International Society for Research in Child and Adolescent Psychopathology
- Abbreviation: ISRCAP
- Formation: 1988
- Founder: Herbert C. Quay
- Legal status: 501(c)(3)
- Purpose: Advancing research into psychopathology in children and adolescents
- Headquarters: Illinois
- Membership: 320
- President: Amori Yee Mikami
- Secretary/Treasurer: Cynthia Hartung
- Past President: Argyris Stringaris
- President-Elect: N/A
- Publication: Research on Child and Adolescent Psychopathology
- Website: isrcap.org/index.html

= International Society for Research in Child and Adolescent Psychopathology =

International psychopathology research organization

The International Society for Research in Child and Adolescent Psychopathology (abbreviated ISRCAP) is an international learned society dedicated to advancing research on causes and treatments for psychopathology among youth.

==History==
It was established in 1988 by Herbert C. Quay, who published pioneering work on biobehavioral substrates of externalizing behavior and founded the Journal of Abnormal Child Psychology (now Research on Child and Adolescent Psychopathology).
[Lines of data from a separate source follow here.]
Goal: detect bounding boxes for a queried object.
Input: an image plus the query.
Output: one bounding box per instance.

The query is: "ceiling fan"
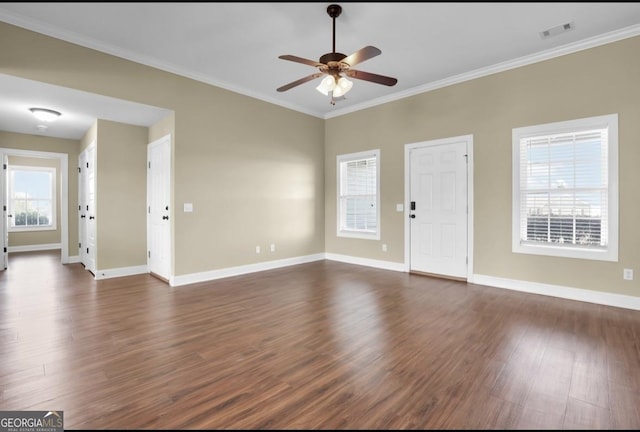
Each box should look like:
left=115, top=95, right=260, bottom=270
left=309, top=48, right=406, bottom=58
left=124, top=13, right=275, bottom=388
left=277, top=4, right=398, bottom=105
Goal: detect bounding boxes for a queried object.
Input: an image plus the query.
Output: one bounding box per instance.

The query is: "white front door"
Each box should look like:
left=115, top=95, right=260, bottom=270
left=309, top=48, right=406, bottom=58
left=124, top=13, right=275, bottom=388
left=147, top=135, right=171, bottom=280
left=409, top=140, right=467, bottom=279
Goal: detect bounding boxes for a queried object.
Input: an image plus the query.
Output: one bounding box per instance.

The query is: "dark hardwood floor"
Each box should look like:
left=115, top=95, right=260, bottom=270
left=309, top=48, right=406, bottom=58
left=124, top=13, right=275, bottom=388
left=0, top=252, right=640, bottom=429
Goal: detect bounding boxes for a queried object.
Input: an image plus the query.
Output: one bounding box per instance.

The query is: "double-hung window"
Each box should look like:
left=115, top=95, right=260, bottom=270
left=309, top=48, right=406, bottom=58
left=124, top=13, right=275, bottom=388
left=337, top=150, right=380, bottom=240
left=512, top=114, right=618, bottom=261
left=8, top=165, right=56, bottom=231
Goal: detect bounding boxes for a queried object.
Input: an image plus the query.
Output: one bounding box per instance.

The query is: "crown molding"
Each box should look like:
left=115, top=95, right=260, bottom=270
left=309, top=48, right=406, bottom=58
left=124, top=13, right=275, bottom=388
left=324, top=24, right=640, bottom=120
left=0, top=7, right=640, bottom=120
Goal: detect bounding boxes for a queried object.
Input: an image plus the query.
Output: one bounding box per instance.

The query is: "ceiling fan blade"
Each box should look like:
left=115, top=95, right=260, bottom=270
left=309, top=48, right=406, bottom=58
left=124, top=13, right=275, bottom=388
left=345, top=69, right=398, bottom=86
left=278, top=72, right=324, bottom=92
left=342, top=46, right=382, bottom=66
left=278, top=54, right=323, bottom=67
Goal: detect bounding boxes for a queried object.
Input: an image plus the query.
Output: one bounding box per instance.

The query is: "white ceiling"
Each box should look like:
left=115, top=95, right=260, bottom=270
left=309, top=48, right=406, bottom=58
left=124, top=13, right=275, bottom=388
left=0, top=2, right=640, bottom=137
It is registered in the United States state of Illinois as a 501(c)(3) non-profit organization.

==Meetings==
ISRSAP's first meeting was held in Zandvoort, Netherlands, in 1989. It has held biennial meetings in different locations ever since, except during the COVID-19 pandemic. The 21st Biennial conference is in Vancouver, British Columbia June 18-21, 2025.

==Journal==
Its official peer-reviewed journal is the Research on Child and Adolescent Psychopathology, which is published by Springer Science+Business Media.

==Presidents==
The president of the ISRCAP is Amori Yee Mikami, Ph.D., whose term runs from 2024 to 2027. The current past president is Argyris Stringaris, M.D. Other past presidents include Theodore Beauchaine, Ph.D., Andrea Chronis-Tuscano, Ph.D., Adrian Angold, MRCPsych, Russell Barkley, Ph.D., Jane Costello, Ph.D., Gabrielle Carlson, M.D., Stephen Hinshaw, Ph.D., Peter S. Jensen, M.D., Kate Keenan, Ph.D., Benjamin Lahey, Ph.D., Joan Luby, M.D., Joel Nigg, Ph.D., William Pelham, Ph.D., Linda Pfiffner, Ph.D., Judith Rapoport, M.D., Sir Michael Rutter, M.D., David Shaffer, M.D., John Weisz, Ph.D., and John Werry, M.D.